Metadata-Version: 2.1
Name: stirfried
Version: 0.7.0
Summary: Socket.IO server to schedule Celery tasks from clients in real-time.
License: MIT
Author: Korijn van Golen
Author-email: korijn@gmail.com
Requires-Python: >=3.6,<4.0
Classifier: License :: OSI Approved :: MIT License
Classifier: Programming Language :: Python :: 3
Classifier: Programming Language :: Python :: 3.6
Classifier: Programming Language :: Python :: 3.7
Classifier: Programming Language :: Python :: 3.8
Provides-Extra: msgpack
Provides-Extra: server
Requires-Dist: aioredis (>=1.3.1,<2.0.0); extra == "server"
Requires-Dist: celery (>=4.4.0,<5.0.0)
Requires-Dist: msgpack-python (>=0.5.6,<0.6.0); extra == "msgpack"
Requires-Dist: python-socketio (>=4.4.0,<5.0.0)
Requires-Dist: redis (>=3.4.1,<4.0.0)
Requires-Dist: starlette (>=0.13.2,<0.14.0); extra == "server"
Requires-Dist: uvicorn (>=0.11.3,<0.12.0); extra == "server"
Description-Content-Type: text/markdown

[![PyPI version](https://badge.fury.io/py/stirfried.svg)](https://badge.fury.io/py/stirfried)
[![Docker Image Version (latest semver)](https://img.shields.io/docker/v/korijn/stirfried?label=docker%20image)](https://hub.docker.com/r/korijn/stirfried)

# Stirfried 🥡

Stirfried is an ASGI HTTP/Socket.IO server that provides both browser-based and regular clients with real-time control over Celery tasks.
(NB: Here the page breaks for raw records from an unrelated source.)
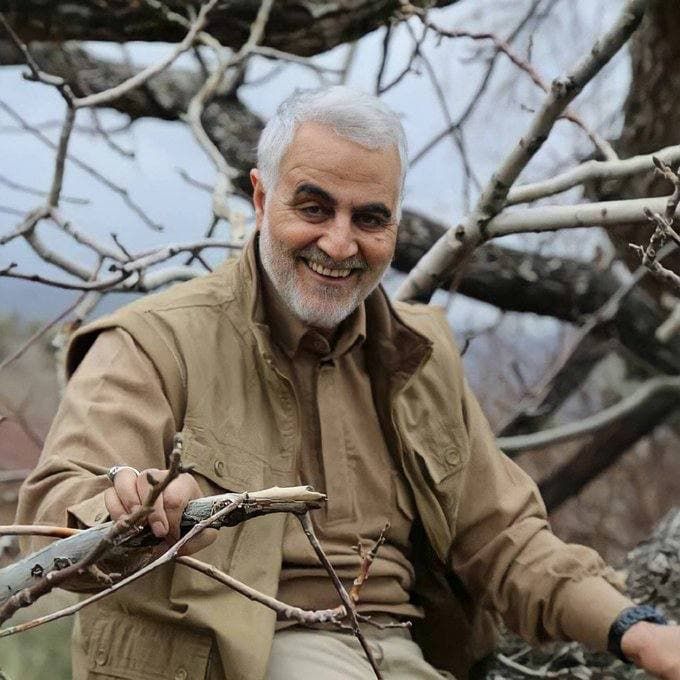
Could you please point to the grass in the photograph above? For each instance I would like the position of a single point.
(43, 652)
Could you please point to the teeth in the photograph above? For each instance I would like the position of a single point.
(334, 273)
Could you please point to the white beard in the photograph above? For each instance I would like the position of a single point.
(321, 306)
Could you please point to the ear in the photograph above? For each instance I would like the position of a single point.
(259, 196)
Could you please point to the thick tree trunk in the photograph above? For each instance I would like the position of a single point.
(652, 121)
(303, 27)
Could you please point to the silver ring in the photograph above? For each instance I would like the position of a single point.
(113, 471)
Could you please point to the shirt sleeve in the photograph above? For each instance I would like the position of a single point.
(505, 553)
(114, 412)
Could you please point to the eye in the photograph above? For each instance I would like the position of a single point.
(370, 220)
(313, 212)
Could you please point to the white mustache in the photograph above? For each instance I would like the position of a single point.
(317, 256)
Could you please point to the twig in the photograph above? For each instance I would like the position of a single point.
(37, 530)
(504, 47)
(109, 184)
(17, 186)
(283, 610)
(590, 171)
(126, 526)
(455, 247)
(627, 406)
(367, 557)
(308, 528)
(146, 74)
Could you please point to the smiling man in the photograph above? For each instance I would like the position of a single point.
(290, 365)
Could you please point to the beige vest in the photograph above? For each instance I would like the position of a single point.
(211, 347)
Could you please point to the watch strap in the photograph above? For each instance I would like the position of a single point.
(626, 619)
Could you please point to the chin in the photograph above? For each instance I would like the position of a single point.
(324, 316)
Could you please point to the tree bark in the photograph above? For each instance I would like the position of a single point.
(651, 121)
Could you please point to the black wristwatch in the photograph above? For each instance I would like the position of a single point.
(625, 620)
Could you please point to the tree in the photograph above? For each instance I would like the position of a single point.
(607, 312)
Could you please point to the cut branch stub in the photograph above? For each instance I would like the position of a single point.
(137, 551)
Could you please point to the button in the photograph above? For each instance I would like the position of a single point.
(100, 656)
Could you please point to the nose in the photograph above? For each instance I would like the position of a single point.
(339, 240)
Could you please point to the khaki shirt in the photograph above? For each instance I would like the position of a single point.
(483, 533)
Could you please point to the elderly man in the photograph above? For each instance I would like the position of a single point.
(290, 365)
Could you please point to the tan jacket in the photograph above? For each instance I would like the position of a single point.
(483, 530)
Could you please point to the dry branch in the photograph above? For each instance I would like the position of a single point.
(599, 421)
(456, 246)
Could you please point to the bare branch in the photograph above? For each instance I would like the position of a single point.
(283, 610)
(37, 530)
(590, 171)
(345, 598)
(455, 247)
(626, 407)
(102, 98)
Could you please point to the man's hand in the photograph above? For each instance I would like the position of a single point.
(654, 648)
(129, 492)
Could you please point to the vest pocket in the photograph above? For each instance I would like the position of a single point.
(227, 467)
(135, 648)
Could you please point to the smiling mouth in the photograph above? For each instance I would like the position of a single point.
(329, 273)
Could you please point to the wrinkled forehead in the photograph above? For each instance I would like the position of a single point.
(319, 155)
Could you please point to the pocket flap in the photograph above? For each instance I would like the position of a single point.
(228, 468)
(135, 648)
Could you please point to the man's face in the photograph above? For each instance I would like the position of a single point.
(328, 228)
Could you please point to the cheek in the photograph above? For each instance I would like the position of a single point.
(379, 249)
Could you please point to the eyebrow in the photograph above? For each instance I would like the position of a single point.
(318, 192)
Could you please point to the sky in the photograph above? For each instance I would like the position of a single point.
(434, 185)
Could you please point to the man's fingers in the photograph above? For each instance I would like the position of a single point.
(157, 519)
(175, 498)
(125, 486)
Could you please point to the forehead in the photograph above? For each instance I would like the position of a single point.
(319, 155)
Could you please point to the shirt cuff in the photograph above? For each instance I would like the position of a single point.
(592, 606)
(88, 513)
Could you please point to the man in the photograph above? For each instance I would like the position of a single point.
(290, 365)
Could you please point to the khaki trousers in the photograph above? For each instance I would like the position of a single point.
(300, 653)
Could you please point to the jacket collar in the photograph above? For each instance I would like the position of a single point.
(391, 344)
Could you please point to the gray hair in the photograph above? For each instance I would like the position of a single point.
(354, 115)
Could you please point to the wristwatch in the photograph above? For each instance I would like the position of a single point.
(626, 619)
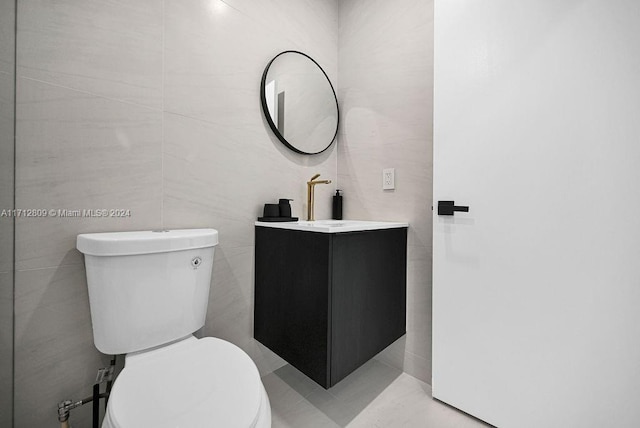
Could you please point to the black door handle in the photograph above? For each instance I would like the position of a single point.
(448, 208)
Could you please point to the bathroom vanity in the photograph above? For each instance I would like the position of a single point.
(329, 294)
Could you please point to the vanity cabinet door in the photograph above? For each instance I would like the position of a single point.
(368, 296)
(292, 298)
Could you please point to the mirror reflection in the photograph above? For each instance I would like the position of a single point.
(299, 102)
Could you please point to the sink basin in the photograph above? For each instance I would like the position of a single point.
(333, 226)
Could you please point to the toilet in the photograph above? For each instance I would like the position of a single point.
(148, 293)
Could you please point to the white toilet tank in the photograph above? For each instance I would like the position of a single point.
(147, 288)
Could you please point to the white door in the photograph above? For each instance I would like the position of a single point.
(536, 290)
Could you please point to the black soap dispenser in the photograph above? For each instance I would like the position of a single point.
(337, 205)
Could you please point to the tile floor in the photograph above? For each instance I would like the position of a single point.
(375, 395)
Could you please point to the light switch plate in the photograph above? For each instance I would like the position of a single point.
(388, 179)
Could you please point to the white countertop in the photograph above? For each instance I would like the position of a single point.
(333, 226)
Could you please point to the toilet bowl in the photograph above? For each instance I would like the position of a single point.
(192, 383)
(148, 294)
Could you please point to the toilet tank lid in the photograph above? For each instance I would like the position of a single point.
(145, 242)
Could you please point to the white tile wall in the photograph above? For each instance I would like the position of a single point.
(385, 92)
(153, 106)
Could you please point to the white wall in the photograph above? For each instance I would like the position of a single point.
(385, 92)
(151, 106)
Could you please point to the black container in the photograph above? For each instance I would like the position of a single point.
(271, 210)
(337, 206)
(285, 207)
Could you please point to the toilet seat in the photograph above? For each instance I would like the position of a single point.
(192, 383)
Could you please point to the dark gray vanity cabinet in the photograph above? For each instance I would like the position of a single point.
(328, 302)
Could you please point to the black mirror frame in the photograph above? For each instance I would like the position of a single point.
(265, 109)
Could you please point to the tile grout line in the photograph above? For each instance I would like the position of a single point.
(162, 134)
(81, 91)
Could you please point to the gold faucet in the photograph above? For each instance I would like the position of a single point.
(310, 185)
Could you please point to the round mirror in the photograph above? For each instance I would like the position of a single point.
(299, 102)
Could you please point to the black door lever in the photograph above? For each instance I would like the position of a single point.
(448, 208)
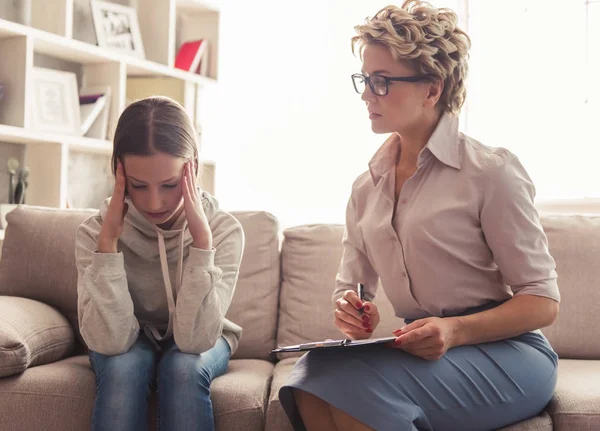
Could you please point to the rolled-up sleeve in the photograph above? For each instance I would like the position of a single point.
(512, 229)
(355, 266)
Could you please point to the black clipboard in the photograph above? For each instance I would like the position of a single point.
(327, 344)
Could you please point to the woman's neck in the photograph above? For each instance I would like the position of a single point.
(413, 141)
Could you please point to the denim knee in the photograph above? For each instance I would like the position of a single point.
(183, 369)
(126, 370)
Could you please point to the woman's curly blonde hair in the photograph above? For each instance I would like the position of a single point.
(426, 37)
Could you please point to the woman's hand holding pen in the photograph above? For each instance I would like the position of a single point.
(112, 225)
(355, 318)
(196, 218)
(428, 338)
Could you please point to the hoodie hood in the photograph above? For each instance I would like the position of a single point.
(167, 246)
(141, 236)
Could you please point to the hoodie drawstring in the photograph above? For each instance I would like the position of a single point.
(167, 281)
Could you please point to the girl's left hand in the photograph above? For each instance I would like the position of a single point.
(196, 217)
(428, 338)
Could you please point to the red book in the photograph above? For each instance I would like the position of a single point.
(190, 54)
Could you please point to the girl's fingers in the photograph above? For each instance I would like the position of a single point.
(191, 182)
(348, 308)
(348, 328)
(341, 315)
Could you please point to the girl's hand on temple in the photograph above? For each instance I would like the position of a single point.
(428, 339)
(351, 321)
(196, 218)
(112, 225)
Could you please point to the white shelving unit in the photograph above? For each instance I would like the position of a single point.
(164, 25)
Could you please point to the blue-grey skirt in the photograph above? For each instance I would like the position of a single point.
(479, 387)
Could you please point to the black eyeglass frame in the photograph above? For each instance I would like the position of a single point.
(387, 80)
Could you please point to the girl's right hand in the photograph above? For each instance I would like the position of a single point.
(350, 321)
(114, 219)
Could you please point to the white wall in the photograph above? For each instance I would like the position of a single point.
(292, 134)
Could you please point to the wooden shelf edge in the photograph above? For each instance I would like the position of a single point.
(19, 135)
(198, 6)
(85, 53)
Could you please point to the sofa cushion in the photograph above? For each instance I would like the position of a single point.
(31, 333)
(39, 240)
(276, 418)
(576, 402)
(239, 396)
(53, 397)
(541, 422)
(254, 305)
(310, 256)
(278, 421)
(574, 242)
(60, 396)
(38, 257)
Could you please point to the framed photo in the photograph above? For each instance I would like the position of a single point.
(117, 28)
(55, 101)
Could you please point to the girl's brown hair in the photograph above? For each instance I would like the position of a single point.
(153, 125)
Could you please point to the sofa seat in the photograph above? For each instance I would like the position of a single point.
(576, 402)
(57, 396)
(277, 420)
(60, 396)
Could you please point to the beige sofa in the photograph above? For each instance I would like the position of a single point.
(283, 297)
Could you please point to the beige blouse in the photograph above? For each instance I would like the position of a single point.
(465, 233)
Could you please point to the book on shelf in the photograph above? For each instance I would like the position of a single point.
(193, 57)
(94, 106)
(89, 110)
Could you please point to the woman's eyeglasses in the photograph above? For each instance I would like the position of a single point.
(379, 84)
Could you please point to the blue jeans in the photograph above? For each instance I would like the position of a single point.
(124, 382)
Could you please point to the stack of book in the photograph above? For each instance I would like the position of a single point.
(193, 57)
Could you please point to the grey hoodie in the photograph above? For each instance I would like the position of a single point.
(159, 282)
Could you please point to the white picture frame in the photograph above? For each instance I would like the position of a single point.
(117, 28)
(54, 101)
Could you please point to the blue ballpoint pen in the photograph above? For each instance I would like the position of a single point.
(360, 290)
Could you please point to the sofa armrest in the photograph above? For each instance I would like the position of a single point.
(31, 333)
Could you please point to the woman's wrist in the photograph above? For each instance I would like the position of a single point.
(203, 244)
(107, 244)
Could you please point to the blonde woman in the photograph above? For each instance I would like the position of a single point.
(449, 229)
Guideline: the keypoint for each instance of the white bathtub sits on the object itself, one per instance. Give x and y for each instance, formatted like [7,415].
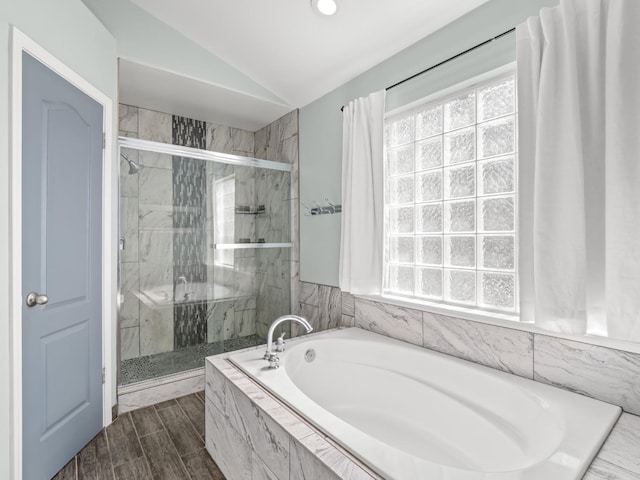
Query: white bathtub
[411,414]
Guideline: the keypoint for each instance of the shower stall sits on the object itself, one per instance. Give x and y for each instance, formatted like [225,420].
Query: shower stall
[204,260]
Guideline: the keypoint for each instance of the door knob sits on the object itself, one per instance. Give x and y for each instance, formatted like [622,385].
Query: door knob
[34,299]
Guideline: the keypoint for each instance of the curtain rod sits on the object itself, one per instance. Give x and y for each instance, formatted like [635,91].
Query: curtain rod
[482,44]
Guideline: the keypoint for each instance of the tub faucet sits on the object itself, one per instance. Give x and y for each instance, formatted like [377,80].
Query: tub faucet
[181,281]
[274,361]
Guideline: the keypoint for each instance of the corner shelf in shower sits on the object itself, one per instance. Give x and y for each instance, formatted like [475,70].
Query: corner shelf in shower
[238,246]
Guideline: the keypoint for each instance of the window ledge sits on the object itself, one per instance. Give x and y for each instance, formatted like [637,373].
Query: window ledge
[501,320]
[445,309]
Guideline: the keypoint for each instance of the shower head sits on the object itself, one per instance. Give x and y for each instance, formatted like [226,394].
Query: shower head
[133,166]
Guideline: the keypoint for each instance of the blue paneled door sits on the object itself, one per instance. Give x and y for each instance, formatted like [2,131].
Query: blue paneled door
[62,144]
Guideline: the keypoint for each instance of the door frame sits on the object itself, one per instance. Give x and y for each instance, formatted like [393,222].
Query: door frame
[22,43]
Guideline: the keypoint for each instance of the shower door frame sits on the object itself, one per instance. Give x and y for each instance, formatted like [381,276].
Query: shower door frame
[196,154]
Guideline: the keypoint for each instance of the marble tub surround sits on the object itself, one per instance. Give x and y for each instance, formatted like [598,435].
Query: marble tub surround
[313,455]
[501,348]
[599,372]
[619,457]
[251,435]
[606,374]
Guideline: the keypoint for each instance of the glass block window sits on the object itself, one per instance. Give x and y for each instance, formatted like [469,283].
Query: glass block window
[451,185]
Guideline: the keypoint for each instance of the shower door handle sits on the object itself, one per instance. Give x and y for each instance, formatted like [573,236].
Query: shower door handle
[34,299]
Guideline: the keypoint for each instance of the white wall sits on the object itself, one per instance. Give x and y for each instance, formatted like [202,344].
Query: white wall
[144,39]
[68,30]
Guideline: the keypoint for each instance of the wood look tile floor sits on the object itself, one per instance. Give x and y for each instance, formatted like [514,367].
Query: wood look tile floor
[160,442]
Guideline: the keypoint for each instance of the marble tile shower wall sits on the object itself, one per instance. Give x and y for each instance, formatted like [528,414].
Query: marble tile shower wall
[277,269]
[606,374]
[159,222]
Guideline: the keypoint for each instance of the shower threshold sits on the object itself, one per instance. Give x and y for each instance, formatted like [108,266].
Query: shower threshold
[139,369]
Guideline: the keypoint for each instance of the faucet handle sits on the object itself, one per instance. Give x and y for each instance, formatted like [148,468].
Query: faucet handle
[280,342]
[274,361]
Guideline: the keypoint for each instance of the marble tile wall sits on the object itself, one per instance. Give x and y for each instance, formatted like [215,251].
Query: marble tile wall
[154,226]
[606,374]
[278,269]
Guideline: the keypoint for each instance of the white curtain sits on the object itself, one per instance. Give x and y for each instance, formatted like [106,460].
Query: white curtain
[361,238]
[579,149]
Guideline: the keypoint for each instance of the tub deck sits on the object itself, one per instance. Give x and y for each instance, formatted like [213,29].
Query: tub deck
[270,439]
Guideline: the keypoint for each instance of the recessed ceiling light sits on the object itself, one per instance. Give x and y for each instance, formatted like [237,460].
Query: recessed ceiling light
[325,7]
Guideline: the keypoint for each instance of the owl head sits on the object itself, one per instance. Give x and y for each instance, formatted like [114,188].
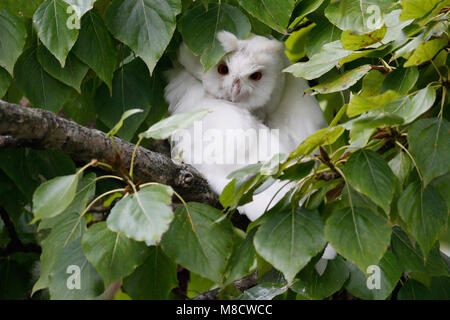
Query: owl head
[250,72]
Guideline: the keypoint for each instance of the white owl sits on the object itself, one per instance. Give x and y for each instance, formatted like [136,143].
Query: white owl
[247,90]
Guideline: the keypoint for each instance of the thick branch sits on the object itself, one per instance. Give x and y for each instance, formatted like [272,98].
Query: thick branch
[242,284]
[42,129]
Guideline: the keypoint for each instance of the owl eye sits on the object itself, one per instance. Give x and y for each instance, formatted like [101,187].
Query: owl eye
[256,76]
[223,69]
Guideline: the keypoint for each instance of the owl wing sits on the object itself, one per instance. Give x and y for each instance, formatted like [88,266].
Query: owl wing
[297,115]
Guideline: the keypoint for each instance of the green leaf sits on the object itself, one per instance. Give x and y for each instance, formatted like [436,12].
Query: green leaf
[352,41]
[429,145]
[72,74]
[150,25]
[401,80]
[358,16]
[62,276]
[143,216]
[364,126]
[154,279]
[242,260]
[112,254]
[362,103]
[95,47]
[14,279]
[5,81]
[12,40]
[289,239]
[166,127]
[199,27]
[358,235]
[39,87]
[401,166]
[208,236]
[324,32]
[425,214]
[322,137]
[85,192]
[131,89]
[320,63]
[119,124]
[413,9]
[24,8]
[425,52]
[390,273]
[53,196]
[442,185]
[66,228]
[411,257]
[409,107]
[298,171]
[274,13]
[51,23]
[80,6]
[263,291]
[80,108]
[318,287]
[343,81]
[306,7]
[371,83]
[369,174]
[413,290]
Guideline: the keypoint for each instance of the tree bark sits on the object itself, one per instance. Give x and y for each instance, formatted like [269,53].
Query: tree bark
[36,128]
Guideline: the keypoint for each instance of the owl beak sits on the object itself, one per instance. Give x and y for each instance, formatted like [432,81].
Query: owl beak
[235,89]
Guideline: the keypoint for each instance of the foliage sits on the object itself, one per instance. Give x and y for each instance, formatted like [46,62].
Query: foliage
[379,194]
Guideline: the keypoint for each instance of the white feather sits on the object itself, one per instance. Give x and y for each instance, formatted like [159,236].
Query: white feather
[276,101]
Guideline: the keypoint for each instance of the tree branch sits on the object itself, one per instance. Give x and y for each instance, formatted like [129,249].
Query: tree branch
[29,127]
[242,284]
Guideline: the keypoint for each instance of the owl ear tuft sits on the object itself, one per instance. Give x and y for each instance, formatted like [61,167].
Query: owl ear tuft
[228,41]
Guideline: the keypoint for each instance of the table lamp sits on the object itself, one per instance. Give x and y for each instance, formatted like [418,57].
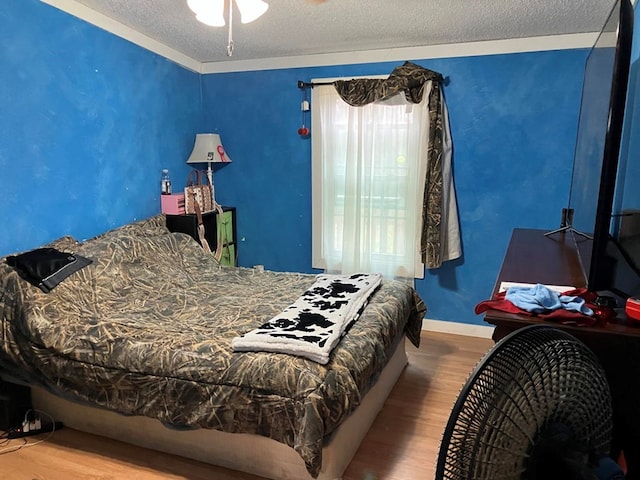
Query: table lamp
[208,149]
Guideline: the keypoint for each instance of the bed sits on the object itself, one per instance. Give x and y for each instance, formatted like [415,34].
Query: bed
[137,346]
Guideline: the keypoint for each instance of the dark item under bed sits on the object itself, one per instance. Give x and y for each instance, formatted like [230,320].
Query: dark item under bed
[146,329]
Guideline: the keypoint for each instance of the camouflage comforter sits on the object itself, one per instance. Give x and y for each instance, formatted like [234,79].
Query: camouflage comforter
[146,329]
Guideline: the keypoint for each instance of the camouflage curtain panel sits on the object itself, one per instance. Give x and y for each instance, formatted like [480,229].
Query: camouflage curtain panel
[410,79]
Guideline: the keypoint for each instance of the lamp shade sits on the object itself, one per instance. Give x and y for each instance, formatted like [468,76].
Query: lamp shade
[251,10]
[209,12]
[208,149]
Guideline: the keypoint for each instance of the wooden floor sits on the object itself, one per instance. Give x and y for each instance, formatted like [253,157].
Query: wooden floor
[402,444]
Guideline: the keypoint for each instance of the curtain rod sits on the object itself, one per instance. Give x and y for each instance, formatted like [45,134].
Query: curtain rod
[302,84]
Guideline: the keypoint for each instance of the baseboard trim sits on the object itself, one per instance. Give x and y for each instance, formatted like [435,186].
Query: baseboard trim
[457,328]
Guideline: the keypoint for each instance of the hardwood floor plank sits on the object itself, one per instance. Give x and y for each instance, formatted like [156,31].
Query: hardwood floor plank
[403,442]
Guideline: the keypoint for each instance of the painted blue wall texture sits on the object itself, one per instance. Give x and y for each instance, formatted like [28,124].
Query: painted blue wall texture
[90,119]
[513,120]
[88,122]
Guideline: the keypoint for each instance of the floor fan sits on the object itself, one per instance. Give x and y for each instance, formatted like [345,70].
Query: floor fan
[537,406]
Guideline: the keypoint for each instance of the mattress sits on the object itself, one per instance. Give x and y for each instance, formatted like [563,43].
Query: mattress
[146,329]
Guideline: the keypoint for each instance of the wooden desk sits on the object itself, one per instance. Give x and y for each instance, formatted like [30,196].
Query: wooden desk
[533,257]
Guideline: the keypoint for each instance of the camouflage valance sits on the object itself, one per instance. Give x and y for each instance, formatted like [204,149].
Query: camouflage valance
[410,79]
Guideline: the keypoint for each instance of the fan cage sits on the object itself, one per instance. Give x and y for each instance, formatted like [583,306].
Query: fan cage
[535,377]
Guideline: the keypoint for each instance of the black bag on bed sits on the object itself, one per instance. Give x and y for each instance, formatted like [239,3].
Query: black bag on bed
[46,267]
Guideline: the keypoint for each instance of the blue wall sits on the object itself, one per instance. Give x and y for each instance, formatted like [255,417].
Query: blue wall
[513,121]
[88,121]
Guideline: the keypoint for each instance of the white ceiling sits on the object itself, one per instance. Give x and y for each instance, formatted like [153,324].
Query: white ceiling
[294,28]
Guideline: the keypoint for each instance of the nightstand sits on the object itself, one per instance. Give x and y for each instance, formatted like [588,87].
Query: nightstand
[224,227]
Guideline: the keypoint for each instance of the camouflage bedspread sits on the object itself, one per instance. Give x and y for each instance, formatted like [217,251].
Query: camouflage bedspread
[146,329]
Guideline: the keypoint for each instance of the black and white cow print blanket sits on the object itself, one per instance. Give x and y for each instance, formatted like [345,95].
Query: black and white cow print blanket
[314,324]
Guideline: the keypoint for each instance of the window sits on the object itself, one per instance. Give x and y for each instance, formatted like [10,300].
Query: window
[369,166]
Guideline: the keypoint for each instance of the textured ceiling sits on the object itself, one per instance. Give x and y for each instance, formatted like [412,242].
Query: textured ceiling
[305,27]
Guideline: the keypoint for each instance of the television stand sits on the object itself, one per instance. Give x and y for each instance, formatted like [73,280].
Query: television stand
[566,225]
[534,257]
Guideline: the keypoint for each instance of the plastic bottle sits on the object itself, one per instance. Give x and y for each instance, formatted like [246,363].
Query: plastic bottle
[166,182]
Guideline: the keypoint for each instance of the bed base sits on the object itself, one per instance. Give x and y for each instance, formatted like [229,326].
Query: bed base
[244,452]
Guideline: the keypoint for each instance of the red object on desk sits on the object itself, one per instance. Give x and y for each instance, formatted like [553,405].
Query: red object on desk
[632,309]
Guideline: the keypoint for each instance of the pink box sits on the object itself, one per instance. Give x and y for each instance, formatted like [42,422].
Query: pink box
[173,204]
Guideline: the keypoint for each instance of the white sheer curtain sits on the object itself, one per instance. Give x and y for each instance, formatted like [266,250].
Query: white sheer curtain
[369,167]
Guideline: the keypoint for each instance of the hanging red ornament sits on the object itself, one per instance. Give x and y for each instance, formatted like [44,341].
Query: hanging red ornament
[303,131]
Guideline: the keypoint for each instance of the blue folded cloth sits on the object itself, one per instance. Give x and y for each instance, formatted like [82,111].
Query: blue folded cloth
[540,299]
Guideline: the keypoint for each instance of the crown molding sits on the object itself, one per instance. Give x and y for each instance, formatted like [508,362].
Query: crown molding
[471,49]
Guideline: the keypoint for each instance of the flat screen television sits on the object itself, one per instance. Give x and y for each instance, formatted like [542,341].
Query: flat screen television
[608,264]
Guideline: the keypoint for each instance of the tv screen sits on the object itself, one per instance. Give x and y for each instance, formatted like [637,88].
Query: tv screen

Tasks are scheduled by name, meaning the server won't necessarily need an update when changes are made to the workers and tasks available to it.

Stirfried implements a simple-to-scale, three layered architecture: clients, servers and workers. Any layer can be scaled out by adding more instances.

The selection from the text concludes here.